3.3. The Binomial Distribution#

We have just seen how to find the distribution of the number of heads in three tosses of a coin. In this section we will generalize the method and find the distribution of the number of heads in any fixed number of tosses of any coin, fair or biased.

The image of tossing coins (possibly biased) and counting heads is a good way to think about counting successes in repeated independent trials. For example:

  • Counting the number of times the face with two spots appears in 10 rolls of a die is like counting the number of heads in 10 tosses of a coin that lands heads with chance \(1/6\).

  • Counting the number of times red pockets win in 20 spins of a roulette wheel is like counting the number of heads in 20 tosses of a coin that lands heads with chance \(18/38\).

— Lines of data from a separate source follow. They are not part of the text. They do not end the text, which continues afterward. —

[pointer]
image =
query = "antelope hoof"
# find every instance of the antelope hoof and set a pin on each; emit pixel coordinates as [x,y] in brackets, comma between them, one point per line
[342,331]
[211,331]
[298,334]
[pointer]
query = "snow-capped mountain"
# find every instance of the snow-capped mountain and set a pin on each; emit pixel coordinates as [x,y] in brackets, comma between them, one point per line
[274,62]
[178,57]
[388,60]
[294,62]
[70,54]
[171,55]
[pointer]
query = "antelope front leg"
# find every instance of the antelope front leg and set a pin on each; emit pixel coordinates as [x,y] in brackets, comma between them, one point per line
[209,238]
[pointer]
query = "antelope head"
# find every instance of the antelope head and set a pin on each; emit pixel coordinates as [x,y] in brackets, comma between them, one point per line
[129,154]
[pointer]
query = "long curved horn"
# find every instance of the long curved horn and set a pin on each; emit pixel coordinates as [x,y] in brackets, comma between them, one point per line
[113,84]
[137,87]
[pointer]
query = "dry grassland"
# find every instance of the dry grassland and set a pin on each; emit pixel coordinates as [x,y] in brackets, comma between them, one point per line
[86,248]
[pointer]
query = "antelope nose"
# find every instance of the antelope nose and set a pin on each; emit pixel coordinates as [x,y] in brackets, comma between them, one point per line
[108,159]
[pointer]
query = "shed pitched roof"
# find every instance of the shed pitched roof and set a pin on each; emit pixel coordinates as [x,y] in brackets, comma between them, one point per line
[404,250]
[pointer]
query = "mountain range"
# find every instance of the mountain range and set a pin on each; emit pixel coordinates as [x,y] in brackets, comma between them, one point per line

  • Counting the number of college graduates in a sample of size 100 drawn at random with replacement from a population in which 20% of the people are college graduates is like counting the number of heads in 100 tosses of a coin that lands heads with chance \(0.2\).

3.3.1. Two Sixes in Five Rolls#

We will figure out the pieces of the calculation in a particular example. After that, generalization will be straightforward.

Suppose a die is rolled five times. What is the chance of getting two sixes?

A natural way to approach the question is to say that we have five independent trials, each of which can be a success (six) or failure (not a six). We want the chance of two successes. As always, it is good to start by listing some of the ways the event can happen.

If \(S\) stands for success and \(F\) for failure, then one way in which the event could happen is the sequence \(SSFFF\). We know that

\[ P(SSFFF) ~ = ~ \big{(} \frac{1}{6} \big{)}^2 \big{(} \frac{5}{6} \big{)}^3 \]

Another way the event could occur is \(SFSFF\). The chance of this is

\[ P(SFSFF) ~ = ~ \frac{1}{6} \cdot \frac{5}{6} \cdot \frac{1}{6} \big{(} \frac{5}{6} \big{)}^2 ~ = ~ \big{(} \frac{1}{6} \big{)}^2 \big{(} \frac{5}{6} \big{)}^3 \]

Every sequence that contains two \(S\) entries and three \(F\) entries will have the same chance. Write out a few more and check! In each case the probability has two factors of \(1/6\) and three factors of \(5/6\).

How many such sequences are there? There are five positions to fill with \(S\) and \(F\). Pick two of the five positions for the \(S\) entries and fill all the others with \(F\). Since the only choice involved is in picking two out of five spots, the number of ways you can do this is \(\binom{5}{2}\).

The chance of two sixes in five rolls is the total chance of all sequences that have two \(S\) entries and three \(F\) entries.

  • Each such sequence has chance \(\big{(} \frac{1}{6} \big{)}^2 \big{(} \frac{5}{6} \big{)}^3\).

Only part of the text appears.